Time: Tue 2023-03-21 15.00

Language: English

Subject area: Electrical Engineering

Doctoral student: Yuchao Li , Reglerteknik

Opponent: Professor Moritz Diehl, Department of Microsystems Engineering and Department of Mathematics, University of Freiburg

Supervisor: Professor Jonas Mårtensson, Integrated Transport Research Lab, ITRL, Reglerteknik; Professor Karl H. Johansson, Reglerteknik

QC 20230227

## Abstract

Optimal control theory has a long history and broad applications. Motivated by the goal of obtaining insights through unification and taking advantage of the abundant capability to generate data and perform online simulation, this thesis studies the discrete-time infinite horizon optimal control problems and introduces some approximate solution methods via abstract dynamic programming (DP) models.
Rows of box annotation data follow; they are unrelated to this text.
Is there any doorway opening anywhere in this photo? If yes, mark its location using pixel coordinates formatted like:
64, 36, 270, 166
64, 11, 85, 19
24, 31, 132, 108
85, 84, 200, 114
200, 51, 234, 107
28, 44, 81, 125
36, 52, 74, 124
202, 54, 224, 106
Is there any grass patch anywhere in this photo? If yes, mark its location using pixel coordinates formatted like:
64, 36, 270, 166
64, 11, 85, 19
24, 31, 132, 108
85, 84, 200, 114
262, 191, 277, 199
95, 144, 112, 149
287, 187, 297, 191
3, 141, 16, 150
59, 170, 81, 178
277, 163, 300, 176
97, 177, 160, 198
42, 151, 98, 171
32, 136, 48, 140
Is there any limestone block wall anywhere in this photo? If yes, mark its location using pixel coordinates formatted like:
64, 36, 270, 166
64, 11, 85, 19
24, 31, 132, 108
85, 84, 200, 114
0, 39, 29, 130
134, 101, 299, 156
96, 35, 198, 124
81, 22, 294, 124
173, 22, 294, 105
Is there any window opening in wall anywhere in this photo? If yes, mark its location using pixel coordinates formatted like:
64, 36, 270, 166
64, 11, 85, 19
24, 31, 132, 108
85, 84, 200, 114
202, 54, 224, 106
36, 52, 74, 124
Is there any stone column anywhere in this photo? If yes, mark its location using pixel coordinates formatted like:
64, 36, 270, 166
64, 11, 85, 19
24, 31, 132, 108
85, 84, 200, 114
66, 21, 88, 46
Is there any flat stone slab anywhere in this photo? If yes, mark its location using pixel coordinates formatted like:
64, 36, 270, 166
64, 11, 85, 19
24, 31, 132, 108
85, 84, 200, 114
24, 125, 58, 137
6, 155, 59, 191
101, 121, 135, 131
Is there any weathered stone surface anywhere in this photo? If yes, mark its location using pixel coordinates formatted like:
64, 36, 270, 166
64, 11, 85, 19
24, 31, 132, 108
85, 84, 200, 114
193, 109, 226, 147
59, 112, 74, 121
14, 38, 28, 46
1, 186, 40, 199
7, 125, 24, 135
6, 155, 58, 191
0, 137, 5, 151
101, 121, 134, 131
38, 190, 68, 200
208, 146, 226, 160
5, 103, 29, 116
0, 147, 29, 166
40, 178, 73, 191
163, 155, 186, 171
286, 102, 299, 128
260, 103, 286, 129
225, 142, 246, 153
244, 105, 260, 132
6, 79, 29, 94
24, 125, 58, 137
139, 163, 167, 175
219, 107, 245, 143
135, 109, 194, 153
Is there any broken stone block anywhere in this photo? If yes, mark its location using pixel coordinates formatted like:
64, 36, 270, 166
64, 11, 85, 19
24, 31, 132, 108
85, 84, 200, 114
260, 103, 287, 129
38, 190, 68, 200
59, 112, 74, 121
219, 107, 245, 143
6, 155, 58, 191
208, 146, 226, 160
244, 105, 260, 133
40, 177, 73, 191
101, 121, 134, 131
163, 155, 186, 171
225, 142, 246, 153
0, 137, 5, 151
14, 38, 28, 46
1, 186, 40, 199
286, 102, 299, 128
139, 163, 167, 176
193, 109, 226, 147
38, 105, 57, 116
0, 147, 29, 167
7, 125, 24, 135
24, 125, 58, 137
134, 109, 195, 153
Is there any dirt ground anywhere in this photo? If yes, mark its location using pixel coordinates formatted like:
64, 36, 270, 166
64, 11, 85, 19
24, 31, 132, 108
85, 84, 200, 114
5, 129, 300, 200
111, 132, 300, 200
The proposed methods involve approximation in value space through the use of data and simulator, apply to a broad class of problems, and strike a good balance between satisfactory performance and computational expenditure.
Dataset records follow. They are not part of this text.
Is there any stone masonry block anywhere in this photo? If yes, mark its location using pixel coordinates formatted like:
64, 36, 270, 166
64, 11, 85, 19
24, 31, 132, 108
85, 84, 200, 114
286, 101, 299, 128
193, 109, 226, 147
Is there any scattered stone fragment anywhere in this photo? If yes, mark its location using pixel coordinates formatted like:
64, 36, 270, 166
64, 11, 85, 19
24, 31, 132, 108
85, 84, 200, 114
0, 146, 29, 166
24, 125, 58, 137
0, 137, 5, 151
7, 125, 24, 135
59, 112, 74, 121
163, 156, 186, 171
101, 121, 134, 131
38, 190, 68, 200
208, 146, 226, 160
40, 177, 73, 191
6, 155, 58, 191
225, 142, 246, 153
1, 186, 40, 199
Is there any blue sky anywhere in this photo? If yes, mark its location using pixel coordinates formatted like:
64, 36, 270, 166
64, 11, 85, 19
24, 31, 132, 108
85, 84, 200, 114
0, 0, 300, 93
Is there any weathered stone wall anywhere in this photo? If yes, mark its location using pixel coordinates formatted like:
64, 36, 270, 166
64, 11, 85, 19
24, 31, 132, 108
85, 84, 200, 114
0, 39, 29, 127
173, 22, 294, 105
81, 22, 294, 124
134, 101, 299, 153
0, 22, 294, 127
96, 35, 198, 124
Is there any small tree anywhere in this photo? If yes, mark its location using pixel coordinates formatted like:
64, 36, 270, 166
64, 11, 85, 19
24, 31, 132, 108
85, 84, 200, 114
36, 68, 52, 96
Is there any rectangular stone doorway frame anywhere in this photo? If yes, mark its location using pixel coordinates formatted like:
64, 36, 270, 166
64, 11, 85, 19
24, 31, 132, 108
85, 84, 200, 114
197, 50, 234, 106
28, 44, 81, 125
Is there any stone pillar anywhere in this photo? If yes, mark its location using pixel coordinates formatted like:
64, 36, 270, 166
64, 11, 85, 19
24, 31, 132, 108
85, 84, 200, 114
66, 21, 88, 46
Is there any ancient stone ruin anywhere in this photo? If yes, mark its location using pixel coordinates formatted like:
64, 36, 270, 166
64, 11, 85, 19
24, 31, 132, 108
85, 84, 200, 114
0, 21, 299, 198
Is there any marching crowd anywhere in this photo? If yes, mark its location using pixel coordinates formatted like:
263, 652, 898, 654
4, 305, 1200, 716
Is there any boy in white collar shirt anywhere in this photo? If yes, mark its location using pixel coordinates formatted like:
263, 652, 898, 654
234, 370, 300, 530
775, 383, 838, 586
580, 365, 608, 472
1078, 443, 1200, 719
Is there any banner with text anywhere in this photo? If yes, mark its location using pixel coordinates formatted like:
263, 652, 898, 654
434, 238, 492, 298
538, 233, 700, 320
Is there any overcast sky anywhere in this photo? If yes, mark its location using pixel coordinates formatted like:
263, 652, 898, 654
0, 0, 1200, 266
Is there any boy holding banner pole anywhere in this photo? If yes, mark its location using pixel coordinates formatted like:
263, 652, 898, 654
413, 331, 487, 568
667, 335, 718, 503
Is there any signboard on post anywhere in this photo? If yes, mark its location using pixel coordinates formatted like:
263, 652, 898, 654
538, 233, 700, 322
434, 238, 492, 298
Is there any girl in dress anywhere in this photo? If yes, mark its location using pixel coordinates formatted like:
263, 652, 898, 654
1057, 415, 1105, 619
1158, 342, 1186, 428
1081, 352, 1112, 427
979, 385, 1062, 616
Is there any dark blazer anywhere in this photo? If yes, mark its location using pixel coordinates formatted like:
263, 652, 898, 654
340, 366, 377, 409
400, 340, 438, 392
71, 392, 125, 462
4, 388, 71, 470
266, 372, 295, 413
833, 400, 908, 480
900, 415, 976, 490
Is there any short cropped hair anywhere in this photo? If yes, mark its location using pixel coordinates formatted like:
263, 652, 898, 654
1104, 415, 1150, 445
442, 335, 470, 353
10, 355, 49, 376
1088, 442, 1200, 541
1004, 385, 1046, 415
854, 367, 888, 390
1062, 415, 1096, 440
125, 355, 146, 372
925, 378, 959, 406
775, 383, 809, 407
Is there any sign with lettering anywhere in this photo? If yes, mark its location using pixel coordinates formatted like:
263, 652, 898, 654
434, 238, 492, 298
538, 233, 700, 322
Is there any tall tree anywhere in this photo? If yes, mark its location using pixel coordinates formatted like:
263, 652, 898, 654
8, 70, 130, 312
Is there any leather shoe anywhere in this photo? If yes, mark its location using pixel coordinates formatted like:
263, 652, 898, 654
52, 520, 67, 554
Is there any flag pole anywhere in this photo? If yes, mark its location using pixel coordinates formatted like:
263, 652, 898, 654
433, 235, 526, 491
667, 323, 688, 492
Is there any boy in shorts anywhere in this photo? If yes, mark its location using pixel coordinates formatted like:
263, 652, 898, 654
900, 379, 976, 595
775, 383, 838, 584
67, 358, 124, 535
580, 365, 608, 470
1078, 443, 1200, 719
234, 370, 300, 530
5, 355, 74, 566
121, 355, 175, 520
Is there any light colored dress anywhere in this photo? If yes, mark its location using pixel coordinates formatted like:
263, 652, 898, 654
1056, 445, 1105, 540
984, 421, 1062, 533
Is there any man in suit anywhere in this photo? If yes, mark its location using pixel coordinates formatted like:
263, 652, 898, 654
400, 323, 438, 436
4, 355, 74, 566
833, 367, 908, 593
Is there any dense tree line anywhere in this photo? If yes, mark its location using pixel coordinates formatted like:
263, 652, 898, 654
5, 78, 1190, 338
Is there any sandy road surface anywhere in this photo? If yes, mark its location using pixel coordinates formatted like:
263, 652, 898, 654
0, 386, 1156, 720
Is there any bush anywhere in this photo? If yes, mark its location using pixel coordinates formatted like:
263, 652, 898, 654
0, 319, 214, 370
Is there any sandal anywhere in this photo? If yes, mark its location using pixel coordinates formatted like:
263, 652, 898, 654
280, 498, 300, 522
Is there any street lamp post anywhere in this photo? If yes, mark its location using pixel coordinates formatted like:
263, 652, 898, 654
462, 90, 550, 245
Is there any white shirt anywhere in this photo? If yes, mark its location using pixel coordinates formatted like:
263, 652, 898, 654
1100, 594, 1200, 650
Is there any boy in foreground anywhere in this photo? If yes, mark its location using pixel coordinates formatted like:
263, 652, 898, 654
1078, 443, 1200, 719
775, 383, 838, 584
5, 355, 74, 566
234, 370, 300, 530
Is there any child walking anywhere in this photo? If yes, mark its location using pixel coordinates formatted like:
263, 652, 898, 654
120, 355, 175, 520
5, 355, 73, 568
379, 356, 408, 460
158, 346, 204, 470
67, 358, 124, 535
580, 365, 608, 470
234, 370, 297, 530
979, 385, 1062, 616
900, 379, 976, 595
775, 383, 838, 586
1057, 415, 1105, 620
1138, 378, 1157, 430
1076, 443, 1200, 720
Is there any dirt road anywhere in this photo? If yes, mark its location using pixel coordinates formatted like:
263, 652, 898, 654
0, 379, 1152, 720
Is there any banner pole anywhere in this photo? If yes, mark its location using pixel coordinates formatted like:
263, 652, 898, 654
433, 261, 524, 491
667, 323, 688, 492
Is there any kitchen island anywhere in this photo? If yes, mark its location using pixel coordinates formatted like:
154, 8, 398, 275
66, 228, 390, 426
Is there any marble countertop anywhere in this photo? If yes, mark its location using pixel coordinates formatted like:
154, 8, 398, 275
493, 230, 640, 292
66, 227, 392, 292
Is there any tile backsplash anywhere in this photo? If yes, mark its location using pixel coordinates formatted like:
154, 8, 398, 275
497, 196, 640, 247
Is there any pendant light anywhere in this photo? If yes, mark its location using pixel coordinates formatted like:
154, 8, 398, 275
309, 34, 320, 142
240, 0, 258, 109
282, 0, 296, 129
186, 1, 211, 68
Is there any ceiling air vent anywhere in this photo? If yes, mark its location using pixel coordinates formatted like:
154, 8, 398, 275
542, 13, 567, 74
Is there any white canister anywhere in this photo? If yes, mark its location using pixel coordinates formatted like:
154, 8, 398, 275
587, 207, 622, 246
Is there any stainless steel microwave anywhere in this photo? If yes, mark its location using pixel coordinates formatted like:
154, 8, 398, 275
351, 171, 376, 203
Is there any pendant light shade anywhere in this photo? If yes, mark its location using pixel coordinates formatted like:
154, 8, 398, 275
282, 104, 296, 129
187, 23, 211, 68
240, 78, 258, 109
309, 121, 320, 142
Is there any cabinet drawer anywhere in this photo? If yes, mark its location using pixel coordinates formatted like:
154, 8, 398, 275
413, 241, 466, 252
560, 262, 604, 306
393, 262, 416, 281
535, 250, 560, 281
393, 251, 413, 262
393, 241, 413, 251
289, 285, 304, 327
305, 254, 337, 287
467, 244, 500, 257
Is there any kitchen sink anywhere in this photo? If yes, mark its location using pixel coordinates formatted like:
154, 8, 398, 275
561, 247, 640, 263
First, we consider deterministic problems with nonnegative stage costs. We derive sufficient conditions under which a local controllability condition holds for the constrained nonlinear systems, and apply the results to establish the convergence of the classical algorithms, including value iteration, policy iteration (PI), and optimistic PI. These results provide a starting point for the design of suboptimal schemes. Then we propose algorithms that take advantage of system trajectory or the presence of parallel computing units to approximate the optimal costs. These algorithms can be viewed as variants of model predictive control (MPC) or rollout, and can be applied to deterministic problems with arbitrary state and control spaces, and arbitrary dynamics. It admits extensions to problems with trajectory constraints, and a multiagent structure. Via the viewpoint provided by the abstract DP models, we also derive the performance bounds of MPC applied to unconstrained and constrained linear quadratic problems, as well as their nonlinear counterparts. These insights suggest new designs of MPC, which likely lead to larger feasible regions of the scheme while costing hardly any loss of performance measured by the costs accumulated over infinite stages.
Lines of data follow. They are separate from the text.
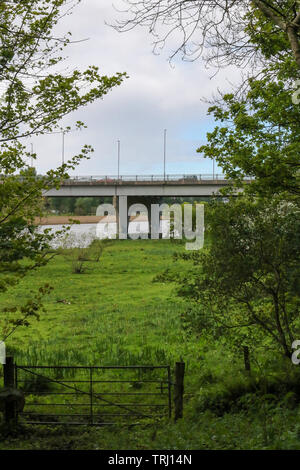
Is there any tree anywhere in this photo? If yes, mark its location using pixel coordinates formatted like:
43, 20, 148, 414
0, 0, 125, 339
175, 196, 300, 358
114, 0, 300, 68
197, 74, 300, 197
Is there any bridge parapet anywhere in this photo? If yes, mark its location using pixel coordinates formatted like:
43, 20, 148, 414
63, 174, 251, 186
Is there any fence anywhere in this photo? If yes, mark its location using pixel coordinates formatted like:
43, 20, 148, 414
4, 357, 184, 426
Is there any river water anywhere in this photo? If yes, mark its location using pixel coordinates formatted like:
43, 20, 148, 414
40, 220, 169, 248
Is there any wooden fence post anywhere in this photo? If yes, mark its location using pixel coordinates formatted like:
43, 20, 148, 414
174, 362, 185, 421
3, 356, 16, 424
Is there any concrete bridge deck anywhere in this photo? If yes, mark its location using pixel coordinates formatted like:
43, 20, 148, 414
45, 174, 250, 197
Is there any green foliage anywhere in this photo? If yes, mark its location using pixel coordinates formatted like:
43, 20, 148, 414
0, 0, 125, 339
198, 74, 300, 196
175, 197, 300, 357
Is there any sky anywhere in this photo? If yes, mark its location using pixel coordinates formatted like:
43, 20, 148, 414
27, 0, 240, 175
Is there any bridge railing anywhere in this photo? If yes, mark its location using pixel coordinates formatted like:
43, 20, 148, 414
68, 173, 252, 183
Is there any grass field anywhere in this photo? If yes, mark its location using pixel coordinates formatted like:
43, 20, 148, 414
0, 240, 300, 449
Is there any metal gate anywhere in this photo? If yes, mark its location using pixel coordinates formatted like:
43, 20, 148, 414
14, 364, 173, 426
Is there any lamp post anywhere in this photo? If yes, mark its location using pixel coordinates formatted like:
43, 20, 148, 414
118, 140, 121, 181
61, 131, 65, 164
164, 129, 167, 181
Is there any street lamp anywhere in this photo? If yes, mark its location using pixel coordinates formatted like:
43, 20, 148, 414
118, 140, 121, 181
164, 129, 167, 181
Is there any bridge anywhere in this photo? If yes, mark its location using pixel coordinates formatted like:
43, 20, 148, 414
45, 174, 246, 197
45, 174, 250, 239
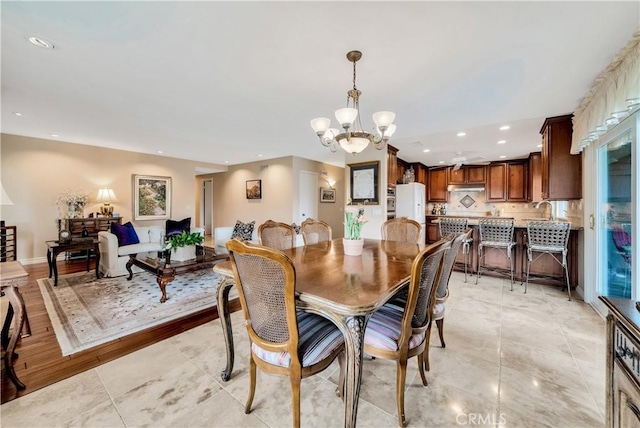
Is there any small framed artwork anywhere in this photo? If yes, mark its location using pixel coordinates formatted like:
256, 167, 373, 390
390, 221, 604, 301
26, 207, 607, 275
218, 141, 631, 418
347, 161, 380, 205
320, 187, 336, 202
247, 180, 262, 199
133, 175, 171, 220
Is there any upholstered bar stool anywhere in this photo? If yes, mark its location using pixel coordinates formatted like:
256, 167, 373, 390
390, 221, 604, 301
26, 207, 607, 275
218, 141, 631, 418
524, 221, 571, 300
476, 218, 516, 291
438, 217, 473, 282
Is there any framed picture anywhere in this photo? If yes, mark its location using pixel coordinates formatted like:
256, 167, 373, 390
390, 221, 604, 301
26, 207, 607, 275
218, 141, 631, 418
320, 187, 336, 202
133, 175, 171, 220
347, 161, 380, 205
247, 180, 262, 199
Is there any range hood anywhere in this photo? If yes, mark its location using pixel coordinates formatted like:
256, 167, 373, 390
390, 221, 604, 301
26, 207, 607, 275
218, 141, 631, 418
447, 184, 484, 192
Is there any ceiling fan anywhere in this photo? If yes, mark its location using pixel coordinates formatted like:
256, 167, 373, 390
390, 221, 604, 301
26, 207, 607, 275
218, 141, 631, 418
451, 152, 490, 171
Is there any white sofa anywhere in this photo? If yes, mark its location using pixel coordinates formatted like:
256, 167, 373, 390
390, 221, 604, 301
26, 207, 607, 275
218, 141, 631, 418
213, 226, 304, 254
98, 226, 204, 277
Moreover, we derive algorithms to address problems with a fixed discount factor on future costs. We apply abstract DP models to analyze $\lambda$-PI with randomization algorithms for problems with infinite policies. We show that a contraction property induced by the discount factor is sufficient for the well-posedness of the algorithm. Moreover, we identify the conditions under which the algorithm is convergent with probability one. Guided by the analysis, we exemplify a data-driven approximate implementation of the algorithm for the approximation of the optimal costs of constrained linear and nonlinear control problems. The obtained optimal cost approximations are applied in a related suboptimal scheme. Then we consider discounted problems with discrete state and control spaces and a multiagent structure. When applying rollout to address the problem, the main challenge is to perform minimization over a large control space. To this end, we propose a rollout variant that involves reshuffling the order of the agents. The approximation of the costs of base policies is through the use of on-line simulation. The proposed approach is applied to address multiagent path planning problems within a warehouse context, where through on-line replanning, the robots can adapt to a changing environment while avoiding collision with each other.